На почте меланхолическая девушка, перепачканная чернилами и клеем, смутила меня вопросом:
– У вас бандероль ценная?
Я не сразу сообразил, что на бандероли с объявленной ценностью, прямо на упаковке, требуется надписать конкретную сумму в рублях; мне показалось, такой ценник был бы слишком внятной издёвкой автора над собой и над получателями рукописи. Поэтому я ответил с максимальной небрежностью:
– Да что вы, какая там ценность!
Идти домой с пустой сумкой было приятнее, чем нести на почту полную.
За то время, пока я приканчивал рукопись, лучший из вариантов новой работы бесследно уплыл.

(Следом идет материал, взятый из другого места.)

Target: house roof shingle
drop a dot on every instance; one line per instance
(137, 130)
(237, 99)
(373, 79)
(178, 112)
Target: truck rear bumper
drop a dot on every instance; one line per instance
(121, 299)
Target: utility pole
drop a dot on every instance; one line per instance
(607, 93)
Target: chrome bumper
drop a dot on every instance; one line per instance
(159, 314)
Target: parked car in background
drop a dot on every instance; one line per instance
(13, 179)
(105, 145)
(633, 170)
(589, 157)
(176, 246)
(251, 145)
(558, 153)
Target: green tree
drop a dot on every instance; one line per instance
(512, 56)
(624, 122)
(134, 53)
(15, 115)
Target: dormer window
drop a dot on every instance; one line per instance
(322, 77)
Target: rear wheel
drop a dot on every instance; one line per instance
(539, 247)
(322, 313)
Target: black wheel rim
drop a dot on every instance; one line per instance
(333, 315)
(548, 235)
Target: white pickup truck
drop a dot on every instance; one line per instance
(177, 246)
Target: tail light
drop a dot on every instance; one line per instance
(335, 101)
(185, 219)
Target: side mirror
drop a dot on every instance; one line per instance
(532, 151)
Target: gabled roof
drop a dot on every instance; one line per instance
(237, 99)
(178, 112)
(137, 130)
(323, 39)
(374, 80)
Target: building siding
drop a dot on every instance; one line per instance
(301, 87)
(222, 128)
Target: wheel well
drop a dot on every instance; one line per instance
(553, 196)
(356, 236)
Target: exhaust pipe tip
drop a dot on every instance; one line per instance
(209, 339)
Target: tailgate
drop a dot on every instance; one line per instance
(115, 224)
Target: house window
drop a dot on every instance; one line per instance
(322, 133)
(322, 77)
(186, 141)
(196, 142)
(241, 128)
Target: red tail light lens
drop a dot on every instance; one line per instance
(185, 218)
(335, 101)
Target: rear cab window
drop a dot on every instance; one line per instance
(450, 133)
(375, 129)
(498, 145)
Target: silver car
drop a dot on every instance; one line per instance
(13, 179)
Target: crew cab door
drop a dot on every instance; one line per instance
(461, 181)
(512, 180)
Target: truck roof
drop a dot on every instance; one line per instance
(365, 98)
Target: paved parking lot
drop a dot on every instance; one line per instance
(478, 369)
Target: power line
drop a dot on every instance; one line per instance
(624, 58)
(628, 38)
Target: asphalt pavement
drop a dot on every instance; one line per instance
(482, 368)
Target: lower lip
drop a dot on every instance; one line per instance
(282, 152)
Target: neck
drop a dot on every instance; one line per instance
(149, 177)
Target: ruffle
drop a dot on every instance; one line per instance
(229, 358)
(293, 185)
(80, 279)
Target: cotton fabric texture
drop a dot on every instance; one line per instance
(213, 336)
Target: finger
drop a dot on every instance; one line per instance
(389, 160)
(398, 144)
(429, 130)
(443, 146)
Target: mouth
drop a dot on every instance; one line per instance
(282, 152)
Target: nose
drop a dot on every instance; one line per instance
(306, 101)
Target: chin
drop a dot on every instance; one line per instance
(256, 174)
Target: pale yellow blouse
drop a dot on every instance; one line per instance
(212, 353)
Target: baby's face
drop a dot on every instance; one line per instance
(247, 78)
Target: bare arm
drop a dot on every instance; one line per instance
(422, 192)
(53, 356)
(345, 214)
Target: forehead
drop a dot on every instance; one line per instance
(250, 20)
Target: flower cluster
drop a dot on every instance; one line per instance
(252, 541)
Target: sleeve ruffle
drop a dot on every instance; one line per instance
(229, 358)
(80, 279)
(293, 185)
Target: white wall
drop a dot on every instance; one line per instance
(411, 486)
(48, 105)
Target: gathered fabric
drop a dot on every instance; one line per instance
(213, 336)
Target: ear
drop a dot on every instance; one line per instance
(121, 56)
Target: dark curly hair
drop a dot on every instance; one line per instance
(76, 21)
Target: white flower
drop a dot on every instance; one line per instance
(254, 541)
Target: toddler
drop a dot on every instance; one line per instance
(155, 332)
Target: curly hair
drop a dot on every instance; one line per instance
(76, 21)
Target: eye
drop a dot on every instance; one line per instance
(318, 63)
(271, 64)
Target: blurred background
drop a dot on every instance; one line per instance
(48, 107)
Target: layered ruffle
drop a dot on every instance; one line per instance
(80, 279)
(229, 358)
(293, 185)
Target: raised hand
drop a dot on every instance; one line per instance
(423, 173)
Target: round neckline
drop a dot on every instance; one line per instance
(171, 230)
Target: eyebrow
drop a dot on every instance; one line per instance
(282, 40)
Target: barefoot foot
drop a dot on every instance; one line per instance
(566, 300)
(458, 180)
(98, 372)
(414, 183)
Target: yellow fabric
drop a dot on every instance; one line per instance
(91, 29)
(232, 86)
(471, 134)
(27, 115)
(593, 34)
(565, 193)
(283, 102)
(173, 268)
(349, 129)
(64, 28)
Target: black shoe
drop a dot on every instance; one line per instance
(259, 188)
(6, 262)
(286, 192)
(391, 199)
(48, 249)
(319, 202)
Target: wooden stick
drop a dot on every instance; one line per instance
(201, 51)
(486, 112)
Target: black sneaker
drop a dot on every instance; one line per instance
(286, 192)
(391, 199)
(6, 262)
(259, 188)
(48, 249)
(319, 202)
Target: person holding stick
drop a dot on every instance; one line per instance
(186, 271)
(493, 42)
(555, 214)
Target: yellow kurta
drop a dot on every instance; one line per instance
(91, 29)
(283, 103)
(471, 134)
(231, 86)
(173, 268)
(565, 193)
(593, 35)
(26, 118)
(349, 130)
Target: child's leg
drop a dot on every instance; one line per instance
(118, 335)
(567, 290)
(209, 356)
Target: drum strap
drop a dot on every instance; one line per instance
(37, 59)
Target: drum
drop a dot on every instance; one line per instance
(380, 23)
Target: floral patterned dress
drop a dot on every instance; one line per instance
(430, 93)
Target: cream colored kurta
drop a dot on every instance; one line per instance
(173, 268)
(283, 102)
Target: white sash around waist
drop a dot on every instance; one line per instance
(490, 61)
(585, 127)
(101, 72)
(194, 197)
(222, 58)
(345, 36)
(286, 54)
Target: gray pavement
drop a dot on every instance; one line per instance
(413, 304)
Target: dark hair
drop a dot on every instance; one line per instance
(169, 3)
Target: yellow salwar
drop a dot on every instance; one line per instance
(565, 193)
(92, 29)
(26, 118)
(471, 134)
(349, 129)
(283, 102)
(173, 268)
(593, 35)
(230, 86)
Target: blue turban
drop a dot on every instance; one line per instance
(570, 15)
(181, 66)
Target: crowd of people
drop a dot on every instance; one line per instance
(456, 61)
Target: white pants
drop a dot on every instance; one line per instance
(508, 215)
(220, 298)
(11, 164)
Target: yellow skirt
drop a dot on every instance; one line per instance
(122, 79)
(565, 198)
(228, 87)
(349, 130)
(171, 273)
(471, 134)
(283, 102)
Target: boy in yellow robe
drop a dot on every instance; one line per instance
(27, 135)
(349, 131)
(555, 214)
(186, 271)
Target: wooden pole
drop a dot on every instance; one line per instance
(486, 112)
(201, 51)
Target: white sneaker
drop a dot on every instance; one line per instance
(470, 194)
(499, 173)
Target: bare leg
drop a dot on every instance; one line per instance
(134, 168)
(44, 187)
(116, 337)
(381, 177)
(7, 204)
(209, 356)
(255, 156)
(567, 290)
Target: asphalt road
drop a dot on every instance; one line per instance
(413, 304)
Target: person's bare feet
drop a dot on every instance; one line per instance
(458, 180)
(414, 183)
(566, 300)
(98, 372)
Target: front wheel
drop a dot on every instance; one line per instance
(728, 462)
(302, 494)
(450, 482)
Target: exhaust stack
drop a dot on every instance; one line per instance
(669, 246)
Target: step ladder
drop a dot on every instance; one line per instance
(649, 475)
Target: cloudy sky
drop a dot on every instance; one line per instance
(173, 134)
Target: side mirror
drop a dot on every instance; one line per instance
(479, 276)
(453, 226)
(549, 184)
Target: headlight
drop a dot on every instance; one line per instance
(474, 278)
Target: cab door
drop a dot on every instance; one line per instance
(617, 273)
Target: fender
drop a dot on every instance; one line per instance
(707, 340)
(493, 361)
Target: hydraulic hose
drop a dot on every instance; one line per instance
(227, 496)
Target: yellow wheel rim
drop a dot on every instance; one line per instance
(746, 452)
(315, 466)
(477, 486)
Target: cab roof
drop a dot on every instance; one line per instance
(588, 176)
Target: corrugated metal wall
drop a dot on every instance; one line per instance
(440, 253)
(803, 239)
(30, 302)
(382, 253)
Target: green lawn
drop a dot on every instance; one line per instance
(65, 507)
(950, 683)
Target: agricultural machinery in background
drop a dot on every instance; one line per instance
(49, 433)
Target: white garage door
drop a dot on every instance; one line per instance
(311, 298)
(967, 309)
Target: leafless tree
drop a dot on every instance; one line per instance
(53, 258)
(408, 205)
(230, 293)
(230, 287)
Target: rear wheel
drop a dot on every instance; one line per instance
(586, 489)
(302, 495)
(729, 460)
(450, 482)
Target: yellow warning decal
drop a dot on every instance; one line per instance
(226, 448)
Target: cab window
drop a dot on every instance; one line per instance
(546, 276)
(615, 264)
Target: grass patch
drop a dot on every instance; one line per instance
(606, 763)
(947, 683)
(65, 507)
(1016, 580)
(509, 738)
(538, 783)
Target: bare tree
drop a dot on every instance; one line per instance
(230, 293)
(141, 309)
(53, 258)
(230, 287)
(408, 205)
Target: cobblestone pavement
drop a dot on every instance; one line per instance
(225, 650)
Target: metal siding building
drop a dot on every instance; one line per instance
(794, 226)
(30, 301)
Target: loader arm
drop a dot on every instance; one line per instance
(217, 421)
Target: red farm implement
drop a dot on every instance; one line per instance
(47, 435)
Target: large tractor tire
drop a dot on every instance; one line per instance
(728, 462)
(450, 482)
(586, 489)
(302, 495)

Дней пятнадцать я с переменным успехом овладевал новыми специальностями руководителя рекламных проектов и дизайнера-верстальщика. Сложность заключалась в удвоенном поглощении кофе и сигарет. Если бы не телефонные беседы с кем попало, работа была бы и вовсе неплохой.
Через пятнадцать дней, завязывая шнурок на ботинке в прихожей, я ухитрился порвать его на три части; запасного шнурка не имелось, и потому, согнувшись в три погибели, я пробовал увязать три в одно, тупо наращивая количество узлов и раздраженья на самого себя, пока не зазвонил телефон.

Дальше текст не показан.